Plötzlich spürte sie, wie Melanie an ihr zu ziehen begann. Sie verlor das Gleichgewicht und fiel hin. Ihr Gesicht hing nun über der dunklen Öffnung. Ein kräftiger Stoß schob sie weiter über den Rand. Sie schrie und versuchte sich irgendwo festzuhalten, sich aufzurichten. Doch ein weiterer Stoß drückte sie wieder nach unten. Ihre Hand griff nach dem rostigen Metallrand der Öffnung. Jemand packte ihre Beine und schob sie über den Rand. Ihre Hand rutschte ab. Kreischend fiel sie in die Tiefe bis sie unsanft auf dem Boden aufschlug. Ein stechender Schmerz jagte durch ihren linken Arm, auf dem sie gelandet war. Stöhnend biss sie die Zähne zusammen und rollte sich auf den Rücken.

Sie öffnete die Augen und ihr Herz blieb fast stehen, als sie in die schwarze Mündung einer Waffe blickte, die Melanie von oben auf sie gerichtet hielt. Woher hatte sie plötzlich eine Knarre?

„Ich lass jetzt das Seil wieder runter und du bindest die Tasche daran fest, damit ich sie hochziehen kann", forderte Melanie sie mit rauer Stimme auf. Ihre Verzweiflung von vorhin war einem kalten, starren Blick gewichen.

Kathy setzte sich auf. Ihr tat alles weh, am meisten ihr Arm. Sie versuchte ihn hochzuheben. Er ließ sich zwar bewegen, schmerzte dabei jedoch höllisch.

Melanie ließ das Seil zu ihr herunterbaumeln.

„Ich kann nicht, mein Arm..."

„Doch, du kannst! Sonst knall ich dich ab!", schrie Melanie wütend und fuchtelte mit der Pistole herum.

Sie musste verrückt sein! Anders war das nicht zu erklären. Erst tötete sie ihren Bruder und dann das.

„Mach hinne!", drängelte Melanie ungeduldig.

Unter Schmerzen nahm Kathy das lose Seilende und begann, es langsam um die Träger der Tasche zu binden.

„Das Geld wird vielleicht den Betrieb deiner Eltern retten, aber sie werden bestimmt nicht glücklicher dadurch, nachdem ihr Sohn tot ist", versuchte sie, auf Melanie einzureden.

Er war doch an allem schuld!", brüllte diese außer sich. „Er war doch schuld, dass Mama überhaupt diesen Unfall hatte!"

Was?" Überrascht starrte Kathy zu ihr hoch.

„Ja, ja! Dein teurer Daniel! Er sollte damals diesen Spezialdünger aus Bielefeld holen. Aber er hatte keinen Bock! Mal wieder! Ist einfach abgehauen und irgendwo hin. Und dann ist Mama in den Pickup gestiegen und losgefahren. Damals war es noch der alte, der ständig Zicken machte. Und dann ist dieses Arschloch in sie reingefahren, weil er angeblich die Kontrolle über seinen Wagen verloren hatte."

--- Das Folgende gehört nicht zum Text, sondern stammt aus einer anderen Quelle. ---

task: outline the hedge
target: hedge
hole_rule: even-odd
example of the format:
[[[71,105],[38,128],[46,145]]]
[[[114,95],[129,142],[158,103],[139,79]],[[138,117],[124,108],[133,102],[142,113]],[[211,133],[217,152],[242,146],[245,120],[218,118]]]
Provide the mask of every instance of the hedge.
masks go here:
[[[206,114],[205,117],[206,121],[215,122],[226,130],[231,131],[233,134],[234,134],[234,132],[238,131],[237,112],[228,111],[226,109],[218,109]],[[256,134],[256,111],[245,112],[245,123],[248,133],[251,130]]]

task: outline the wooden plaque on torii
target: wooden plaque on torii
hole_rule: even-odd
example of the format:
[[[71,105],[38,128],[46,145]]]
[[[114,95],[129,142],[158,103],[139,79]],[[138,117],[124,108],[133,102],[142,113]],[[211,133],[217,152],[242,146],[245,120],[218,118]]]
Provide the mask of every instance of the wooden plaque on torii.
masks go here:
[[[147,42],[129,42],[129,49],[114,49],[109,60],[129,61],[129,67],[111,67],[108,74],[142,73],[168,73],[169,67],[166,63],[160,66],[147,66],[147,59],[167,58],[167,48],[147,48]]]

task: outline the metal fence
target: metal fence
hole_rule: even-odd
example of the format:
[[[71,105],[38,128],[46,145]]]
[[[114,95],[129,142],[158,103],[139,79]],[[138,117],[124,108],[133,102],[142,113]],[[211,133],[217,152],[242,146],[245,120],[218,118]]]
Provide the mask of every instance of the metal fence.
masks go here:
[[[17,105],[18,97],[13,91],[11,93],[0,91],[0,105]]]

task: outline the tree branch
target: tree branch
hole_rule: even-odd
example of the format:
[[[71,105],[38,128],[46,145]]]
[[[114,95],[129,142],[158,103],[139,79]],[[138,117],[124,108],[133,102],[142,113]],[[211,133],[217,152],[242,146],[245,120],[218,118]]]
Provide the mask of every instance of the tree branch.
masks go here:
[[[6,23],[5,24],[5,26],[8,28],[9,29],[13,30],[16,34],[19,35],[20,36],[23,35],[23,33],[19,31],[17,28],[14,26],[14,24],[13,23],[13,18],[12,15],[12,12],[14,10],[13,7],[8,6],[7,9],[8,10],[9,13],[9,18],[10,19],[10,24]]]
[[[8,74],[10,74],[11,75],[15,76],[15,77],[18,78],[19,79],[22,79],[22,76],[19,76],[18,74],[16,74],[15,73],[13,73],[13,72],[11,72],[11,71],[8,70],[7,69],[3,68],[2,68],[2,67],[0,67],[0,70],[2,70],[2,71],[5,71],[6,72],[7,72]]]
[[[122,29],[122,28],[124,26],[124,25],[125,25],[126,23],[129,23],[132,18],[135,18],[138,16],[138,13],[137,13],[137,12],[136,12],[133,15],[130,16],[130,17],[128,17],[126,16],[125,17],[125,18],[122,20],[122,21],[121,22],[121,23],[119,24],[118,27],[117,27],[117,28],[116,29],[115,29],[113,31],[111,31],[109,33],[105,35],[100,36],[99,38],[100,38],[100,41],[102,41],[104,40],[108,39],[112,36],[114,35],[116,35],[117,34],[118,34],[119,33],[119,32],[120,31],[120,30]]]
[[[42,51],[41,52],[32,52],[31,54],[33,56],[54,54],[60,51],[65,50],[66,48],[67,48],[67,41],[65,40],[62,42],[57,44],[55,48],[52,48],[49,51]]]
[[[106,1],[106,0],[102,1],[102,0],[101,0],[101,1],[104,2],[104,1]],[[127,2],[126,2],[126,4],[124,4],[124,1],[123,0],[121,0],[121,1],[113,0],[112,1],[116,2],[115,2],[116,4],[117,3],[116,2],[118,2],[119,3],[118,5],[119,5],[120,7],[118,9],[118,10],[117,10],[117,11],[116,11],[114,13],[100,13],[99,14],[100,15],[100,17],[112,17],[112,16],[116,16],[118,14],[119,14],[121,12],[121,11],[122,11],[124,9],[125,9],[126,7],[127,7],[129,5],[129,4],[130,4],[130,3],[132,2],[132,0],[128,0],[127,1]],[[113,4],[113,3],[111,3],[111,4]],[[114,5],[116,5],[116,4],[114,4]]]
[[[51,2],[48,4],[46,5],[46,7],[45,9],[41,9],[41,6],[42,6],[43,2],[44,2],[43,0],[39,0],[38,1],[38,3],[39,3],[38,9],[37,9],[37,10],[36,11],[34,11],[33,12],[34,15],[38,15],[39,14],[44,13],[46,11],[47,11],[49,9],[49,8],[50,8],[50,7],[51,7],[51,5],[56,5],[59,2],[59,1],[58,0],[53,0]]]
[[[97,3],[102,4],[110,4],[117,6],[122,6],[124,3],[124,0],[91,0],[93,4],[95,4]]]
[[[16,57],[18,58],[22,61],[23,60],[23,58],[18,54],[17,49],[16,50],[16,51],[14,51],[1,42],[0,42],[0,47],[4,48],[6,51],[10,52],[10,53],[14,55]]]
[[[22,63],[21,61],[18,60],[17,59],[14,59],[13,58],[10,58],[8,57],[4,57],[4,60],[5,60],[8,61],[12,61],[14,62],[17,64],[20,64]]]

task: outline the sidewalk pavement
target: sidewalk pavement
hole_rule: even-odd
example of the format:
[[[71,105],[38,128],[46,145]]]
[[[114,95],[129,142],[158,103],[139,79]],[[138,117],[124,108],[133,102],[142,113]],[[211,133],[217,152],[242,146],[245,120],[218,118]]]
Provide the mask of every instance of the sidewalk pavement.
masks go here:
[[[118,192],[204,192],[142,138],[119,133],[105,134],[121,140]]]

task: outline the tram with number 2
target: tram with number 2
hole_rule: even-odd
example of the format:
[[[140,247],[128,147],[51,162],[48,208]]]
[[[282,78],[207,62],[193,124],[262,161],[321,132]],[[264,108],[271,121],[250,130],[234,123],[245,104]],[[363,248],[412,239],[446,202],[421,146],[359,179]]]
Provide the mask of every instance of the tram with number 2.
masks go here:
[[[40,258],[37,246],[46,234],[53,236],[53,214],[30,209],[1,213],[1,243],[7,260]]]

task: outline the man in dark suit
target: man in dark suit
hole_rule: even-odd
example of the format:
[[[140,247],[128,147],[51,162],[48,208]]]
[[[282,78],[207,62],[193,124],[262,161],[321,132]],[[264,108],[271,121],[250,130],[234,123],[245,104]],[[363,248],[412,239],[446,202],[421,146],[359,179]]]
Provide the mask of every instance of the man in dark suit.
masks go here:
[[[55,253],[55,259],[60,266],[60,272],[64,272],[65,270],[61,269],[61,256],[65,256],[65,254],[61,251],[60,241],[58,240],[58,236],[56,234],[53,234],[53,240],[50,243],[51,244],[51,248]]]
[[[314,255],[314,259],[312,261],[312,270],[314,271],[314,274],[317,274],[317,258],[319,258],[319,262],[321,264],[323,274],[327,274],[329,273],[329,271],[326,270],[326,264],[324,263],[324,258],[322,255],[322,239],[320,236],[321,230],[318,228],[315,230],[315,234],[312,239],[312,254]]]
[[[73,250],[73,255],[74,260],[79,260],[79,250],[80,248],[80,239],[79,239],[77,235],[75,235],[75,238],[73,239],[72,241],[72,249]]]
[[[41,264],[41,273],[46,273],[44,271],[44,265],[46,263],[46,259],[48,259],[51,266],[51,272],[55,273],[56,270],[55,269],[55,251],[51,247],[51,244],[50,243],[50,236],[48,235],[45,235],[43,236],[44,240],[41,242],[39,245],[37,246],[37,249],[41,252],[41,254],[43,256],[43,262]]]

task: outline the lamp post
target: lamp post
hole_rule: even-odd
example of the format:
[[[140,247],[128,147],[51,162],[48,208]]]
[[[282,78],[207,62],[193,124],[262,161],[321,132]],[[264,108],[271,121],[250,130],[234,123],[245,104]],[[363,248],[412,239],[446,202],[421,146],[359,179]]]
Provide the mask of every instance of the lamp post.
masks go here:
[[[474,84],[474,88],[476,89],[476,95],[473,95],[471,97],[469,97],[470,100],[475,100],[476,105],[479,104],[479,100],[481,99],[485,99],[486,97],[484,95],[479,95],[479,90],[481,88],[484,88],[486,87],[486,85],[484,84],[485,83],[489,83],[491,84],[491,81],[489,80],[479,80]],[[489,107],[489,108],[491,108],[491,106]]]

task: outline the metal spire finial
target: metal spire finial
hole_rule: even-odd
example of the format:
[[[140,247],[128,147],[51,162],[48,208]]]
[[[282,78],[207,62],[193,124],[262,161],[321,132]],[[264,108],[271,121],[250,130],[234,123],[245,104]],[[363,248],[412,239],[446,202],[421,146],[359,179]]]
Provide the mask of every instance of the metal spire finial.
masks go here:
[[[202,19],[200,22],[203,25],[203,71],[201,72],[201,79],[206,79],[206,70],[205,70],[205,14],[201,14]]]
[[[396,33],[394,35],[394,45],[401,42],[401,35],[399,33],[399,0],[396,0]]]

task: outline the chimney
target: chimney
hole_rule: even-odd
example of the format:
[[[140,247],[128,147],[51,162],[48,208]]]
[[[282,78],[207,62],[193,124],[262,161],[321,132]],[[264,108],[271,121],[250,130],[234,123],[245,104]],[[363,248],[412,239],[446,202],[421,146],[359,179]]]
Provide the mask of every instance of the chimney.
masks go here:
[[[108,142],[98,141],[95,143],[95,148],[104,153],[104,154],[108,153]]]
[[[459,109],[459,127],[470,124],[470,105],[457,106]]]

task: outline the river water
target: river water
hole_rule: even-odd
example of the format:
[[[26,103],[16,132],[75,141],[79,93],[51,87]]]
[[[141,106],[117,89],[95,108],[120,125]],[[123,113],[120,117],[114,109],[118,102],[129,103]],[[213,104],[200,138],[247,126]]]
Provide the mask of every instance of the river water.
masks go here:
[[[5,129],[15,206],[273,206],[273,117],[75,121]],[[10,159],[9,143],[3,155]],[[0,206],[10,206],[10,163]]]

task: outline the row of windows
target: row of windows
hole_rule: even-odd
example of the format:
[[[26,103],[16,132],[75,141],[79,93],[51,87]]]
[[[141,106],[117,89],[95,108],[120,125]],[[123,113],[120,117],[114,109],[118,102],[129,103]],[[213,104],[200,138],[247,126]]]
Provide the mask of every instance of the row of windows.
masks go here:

Das wusste Kathy nicht. Daniel hatte ihr das nie erzählt.

„Aber wenn Daniel gefahren wäre, dann hätte er den Unfall gehabt!"

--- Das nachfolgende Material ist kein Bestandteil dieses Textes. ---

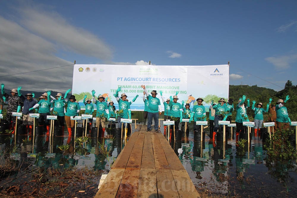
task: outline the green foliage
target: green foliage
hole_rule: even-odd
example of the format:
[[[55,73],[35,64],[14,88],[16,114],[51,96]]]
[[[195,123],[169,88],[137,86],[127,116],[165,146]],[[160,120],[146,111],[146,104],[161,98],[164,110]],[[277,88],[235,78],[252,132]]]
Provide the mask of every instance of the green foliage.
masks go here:
[[[89,92],[82,92],[80,94],[73,94],[74,96],[75,96],[75,98],[76,100],[78,101],[81,101],[83,102],[84,101],[83,101],[83,98],[86,95],[87,95],[87,98],[91,99],[93,98],[92,93]]]
[[[291,130],[278,129],[271,134],[271,139],[265,146],[267,150],[268,158],[271,161],[296,160],[297,151],[292,146],[289,140],[294,134]]]

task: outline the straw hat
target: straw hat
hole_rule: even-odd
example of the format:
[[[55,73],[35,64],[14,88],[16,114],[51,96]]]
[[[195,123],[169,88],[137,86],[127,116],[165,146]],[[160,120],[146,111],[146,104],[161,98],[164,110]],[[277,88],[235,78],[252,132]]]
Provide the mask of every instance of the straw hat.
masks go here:
[[[198,100],[201,100],[203,102],[204,101],[204,100],[203,100],[203,99],[201,98],[198,98],[197,99],[196,99],[196,101],[198,101]]]
[[[280,102],[281,103],[282,102],[284,102],[284,100],[282,99],[279,99],[277,100],[277,103],[278,103],[279,102]]]
[[[16,94],[18,93],[18,91],[15,89],[12,89],[11,90],[11,91],[10,91],[11,93],[12,92],[13,92],[14,93],[15,93]]]
[[[127,95],[126,95],[126,94],[124,93],[123,93],[121,95],[121,99],[122,99],[122,98],[123,96],[126,96],[126,97],[128,97],[127,96]]]

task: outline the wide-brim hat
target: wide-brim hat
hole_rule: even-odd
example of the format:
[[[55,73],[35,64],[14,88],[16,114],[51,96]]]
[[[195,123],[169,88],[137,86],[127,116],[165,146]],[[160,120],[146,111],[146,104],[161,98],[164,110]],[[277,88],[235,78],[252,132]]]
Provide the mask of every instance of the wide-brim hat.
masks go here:
[[[201,98],[198,98],[196,99],[196,101],[198,102],[198,100],[201,100],[203,102],[204,101],[204,100]]]
[[[103,99],[105,98],[104,97],[103,97],[103,96],[102,96],[102,95],[99,95],[99,96],[98,96],[98,99],[99,99],[99,98],[102,98]]]
[[[70,96],[70,97],[69,97],[69,99],[74,99],[75,101],[76,101],[76,99],[75,99],[75,96],[74,95],[71,95]]]
[[[157,94],[157,91],[155,90],[153,90],[151,92],[151,94]]]
[[[278,103],[279,102],[280,102],[281,103],[282,102],[284,102],[284,100],[282,99],[279,99],[277,100],[277,103]]]
[[[11,90],[11,91],[10,91],[10,93],[11,93],[12,92],[16,94],[18,93],[18,91],[15,89],[12,89]]]
[[[127,96],[127,95],[126,95],[126,94],[125,94],[125,93],[123,93],[121,94],[121,99],[122,99],[122,98],[123,97],[123,96],[125,96],[126,97],[128,97]]]

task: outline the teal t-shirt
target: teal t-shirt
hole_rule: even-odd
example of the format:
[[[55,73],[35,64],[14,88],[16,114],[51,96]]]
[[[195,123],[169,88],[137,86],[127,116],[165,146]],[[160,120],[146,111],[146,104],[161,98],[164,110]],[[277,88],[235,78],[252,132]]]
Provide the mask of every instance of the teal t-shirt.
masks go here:
[[[185,119],[189,119],[191,117],[191,110],[189,109],[186,109],[184,107],[183,107],[183,118]]]
[[[288,121],[289,114],[288,113],[287,107],[283,106],[280,107],[279,104],[275,106],[275,111],[277,112],[277,122],[284,123],[289,122]]]
[[[128,111],[131,110],[129,102],[127,101],[123,101],[122,99],[120,99],[118,101],[118,102],[119,103],[119,111],[123,110],[123,113],[120,115],[120,117],[122,118],[128,119],[129,116]]]
[[[76,102],[67,101],[67,109],[65,115],[67,116],[74,116],[77,115],[77,110],[80,110],[80,106]]]
[[[160,99],[158,98],[154,98],[148,95],[148,112],[151,113],[158,113],[159,112],[159,105],[161,105]]]
[[[61,100],[61,102],[58,100],[53,100],[54,105],[54,111],[57,112],[57,115],[59,116],[64,116],[65,115],[64,107],[66,102],[64,100]]]
[[[171,108],[171,115],[174,118],[181,117],[181,111],[182,111],[182,107],[178,102],[173,102],[170,101],[169,105]]]
[[[233,104],[229,104],[228,103],[226,103],[226,105],[227,107],[227,109],[228,110],[227,112],[228,113],[228,116],[232,115],[232,113],[234,110],[234,105]]]
[[[105,110],[108,109],[107,104],[104,101],[100,102],[96,101],[96,106],[97,107],[97,114],[96,117],[97,118],[107,118],[107,114]]]
[[[113,108],[113,105],[109,105],[108,107],[108,110],[109,111],[109,117],[110,118],[115,118],[116,117],[116,113],[115,112],[115,110]]]
[[[148,110],[148,101],[146,99],[143,102],[144,102],[144,111],[147,111]]]
[[[166,102],[164,102],[164,115],[171,116],[171,109],[169,104]]]
[[[193,116],[195,121],[206,121],[205,107],[203,105],[194,105],[192,109],[192,112],[195,113]]]
[[[38,104],[39,105],[39,108],[38,110],[38,113],[46,113],[50,112],[50,105],[52,103],[48,100],[42,99],[40,100]]]

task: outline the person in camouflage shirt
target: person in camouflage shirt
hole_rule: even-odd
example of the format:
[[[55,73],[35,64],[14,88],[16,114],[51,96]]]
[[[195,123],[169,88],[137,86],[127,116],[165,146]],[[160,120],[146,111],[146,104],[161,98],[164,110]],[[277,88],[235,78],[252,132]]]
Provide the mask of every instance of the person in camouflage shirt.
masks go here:
[[[6,115],[6,120],[8,123],[10,123],[10,129],[12,129],[14,128],[13,132],[14,132],[14,128],[15,127],[16,119],[14,119],[12,116],[13,112],[19,112],[20,110],[21,101],[20,98],[18,95],[18,91],[15,89],[12,89],[10,93],[11,95],[9,95],[5,93],[4,91],[4,84],[1,84],[1,92],[2,94],[6,97],[6,101],[7,102],[7,108],[6,108],[7,114]],[[20,87],[19,87],[18,89],[21,88]]]

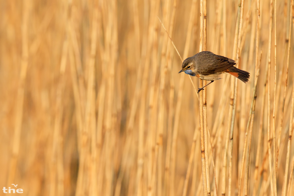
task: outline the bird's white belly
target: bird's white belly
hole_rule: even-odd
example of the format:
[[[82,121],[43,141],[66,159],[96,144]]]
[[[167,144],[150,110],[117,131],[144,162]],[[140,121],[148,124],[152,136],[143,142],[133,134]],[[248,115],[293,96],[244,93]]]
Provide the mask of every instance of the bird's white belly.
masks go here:
[[[222,73],[217,73],[207,75],[204,75],[198,74],[197,74],[197,76],[201,79],[212,81],[221,79],[222,78],[220,77],[220,74]]]

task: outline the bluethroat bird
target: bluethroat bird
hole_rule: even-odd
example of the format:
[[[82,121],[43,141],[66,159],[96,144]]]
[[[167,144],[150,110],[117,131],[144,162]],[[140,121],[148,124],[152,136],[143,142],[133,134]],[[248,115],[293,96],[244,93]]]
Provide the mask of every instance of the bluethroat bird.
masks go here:
[[[244,83],[248,82],[250,74],[234,67],[235,64],[235,61],[230,59],[204,51],[185,59],[179,73],[184,72],[201,79],[210,81],[208,84],[198,89],[199,93],[215,80],[221,79],[220,75],[223,73],[230,74]]]

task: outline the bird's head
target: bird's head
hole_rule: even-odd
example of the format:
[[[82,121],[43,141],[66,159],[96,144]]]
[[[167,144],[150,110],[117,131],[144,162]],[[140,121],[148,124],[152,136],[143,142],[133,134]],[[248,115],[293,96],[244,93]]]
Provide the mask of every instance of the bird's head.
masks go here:
[[[182,70],[179,72],[180,73],[184,72],[187,74],[195,76],[196,75],[195,72],[195,63],[193,60],[193,57],[187,58],[184,61],[182,65]]]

„Na und?", kreischte Melanie mit sich überschlagender Stimme. „Wir wären auch ohne ihn klargekommen! Er ist doch sowieso abgehauen und hat sich ein schönes Leben in Münster gemacht! Mit seinem Scheiß-Jurastudium und mit dir! Während ich in diesem Loch festsitze!"

Darum ging es also in Wirklichkeit. Melanie gab ihrem Bruder nicht einfach nur die Schuld an Elkes Unfall. Gleichzeitig war sie neidisch auf ihn.

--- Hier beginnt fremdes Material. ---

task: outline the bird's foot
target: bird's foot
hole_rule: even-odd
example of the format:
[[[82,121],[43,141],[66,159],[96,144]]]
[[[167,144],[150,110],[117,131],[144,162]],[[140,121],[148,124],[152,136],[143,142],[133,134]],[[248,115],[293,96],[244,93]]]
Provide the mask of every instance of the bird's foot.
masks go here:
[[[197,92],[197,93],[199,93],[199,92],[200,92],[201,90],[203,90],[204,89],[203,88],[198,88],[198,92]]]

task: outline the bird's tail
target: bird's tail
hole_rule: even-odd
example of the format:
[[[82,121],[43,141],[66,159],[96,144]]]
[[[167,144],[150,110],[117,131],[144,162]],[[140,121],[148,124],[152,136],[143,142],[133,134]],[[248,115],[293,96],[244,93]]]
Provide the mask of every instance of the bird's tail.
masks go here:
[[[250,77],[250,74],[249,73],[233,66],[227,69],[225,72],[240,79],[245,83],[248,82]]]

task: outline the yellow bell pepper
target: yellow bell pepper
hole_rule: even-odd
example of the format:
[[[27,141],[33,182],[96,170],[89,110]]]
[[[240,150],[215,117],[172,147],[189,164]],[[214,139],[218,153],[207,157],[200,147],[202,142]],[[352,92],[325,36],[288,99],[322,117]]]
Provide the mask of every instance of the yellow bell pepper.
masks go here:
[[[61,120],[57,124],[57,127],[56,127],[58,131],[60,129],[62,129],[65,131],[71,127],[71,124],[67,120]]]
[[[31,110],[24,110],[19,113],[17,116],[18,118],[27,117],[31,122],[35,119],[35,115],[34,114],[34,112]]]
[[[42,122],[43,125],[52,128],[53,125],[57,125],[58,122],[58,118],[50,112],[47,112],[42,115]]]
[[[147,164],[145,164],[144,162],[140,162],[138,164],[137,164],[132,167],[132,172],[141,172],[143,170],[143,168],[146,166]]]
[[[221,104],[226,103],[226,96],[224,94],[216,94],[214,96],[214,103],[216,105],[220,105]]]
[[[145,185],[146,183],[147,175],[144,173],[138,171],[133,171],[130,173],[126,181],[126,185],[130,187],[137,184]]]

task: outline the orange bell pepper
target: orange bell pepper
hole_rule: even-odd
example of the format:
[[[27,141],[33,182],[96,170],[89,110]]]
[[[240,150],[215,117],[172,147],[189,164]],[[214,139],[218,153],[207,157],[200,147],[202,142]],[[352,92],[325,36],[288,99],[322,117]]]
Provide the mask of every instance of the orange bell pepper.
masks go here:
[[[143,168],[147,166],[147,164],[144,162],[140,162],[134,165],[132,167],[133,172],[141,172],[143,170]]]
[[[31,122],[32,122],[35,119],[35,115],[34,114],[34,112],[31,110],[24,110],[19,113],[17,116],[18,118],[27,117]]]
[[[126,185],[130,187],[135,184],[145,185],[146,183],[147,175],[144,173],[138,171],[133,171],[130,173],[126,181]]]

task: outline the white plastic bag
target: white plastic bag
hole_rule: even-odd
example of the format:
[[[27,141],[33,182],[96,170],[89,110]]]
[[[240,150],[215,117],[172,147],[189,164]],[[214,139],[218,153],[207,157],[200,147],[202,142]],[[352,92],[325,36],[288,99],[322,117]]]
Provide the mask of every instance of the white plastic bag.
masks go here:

„Nachdem er mir gesagt hatte, dass er uns das Geld nicht geben kann und mich kurz allein ließ, um auf Klo zu gehen, habe ich mich in seinem Zimmer umgesehen. Und dann habe ich den Ring gefunden. Und dann wusste ich, warum er uns das Geld nicht geben konnte: Er wollte es für sich haben. Für euch. Damit ihr euch zusammen ein schönes Leben machen könnt."

„Aber jetzt weißt du, dass das gar nicht stimmt. Er wollte das Geld Luisa geben, weil sie von diesem fiesen Typen bedroht wurde!"

„Warum ist denn irgendeine Luisa wichtiger als wir? Was ist denn mit mir? Niemand schert sich darum, wie es mir geht! Musst du denn jeden Abend deiner Mutter beim Heulen zuhören? Oder zusehen, wie dein Vater sich nachts heimlich besäuft?"

Geräuschvoll zog Melanie den Rotz durch die Nase hoch und richtete die Waffe wieder auf Kathy. „Jetzt binde endlich diese Scheiß-Tasche an!"

So schnell, wie ihr schmerzender Arm es zuließ, versuchte Kathy, ihrer Aufforderung nachzukommen. Sie versuchte nicht daran zu denken, was passieren würde, nachdem Melanie die Tasche hochgezogen hatte.

Gerade hatte sie den Knoten festgezogen, als Melanie plötzlich aufkeuchte und erschrocken herumfuhr.

„Lassen Sie die Waffe fallen, Frau Hubner!"

Ein leises, erleichtertes Wimmern entrang sich Kathys Kehle, als sie die Stimme von Kommissar Plattenberg erkannte. In dem Moment wäre sie dem Mann am liebsten um den Hals gefallen, obwohl sie ihn nicht leiden konnte.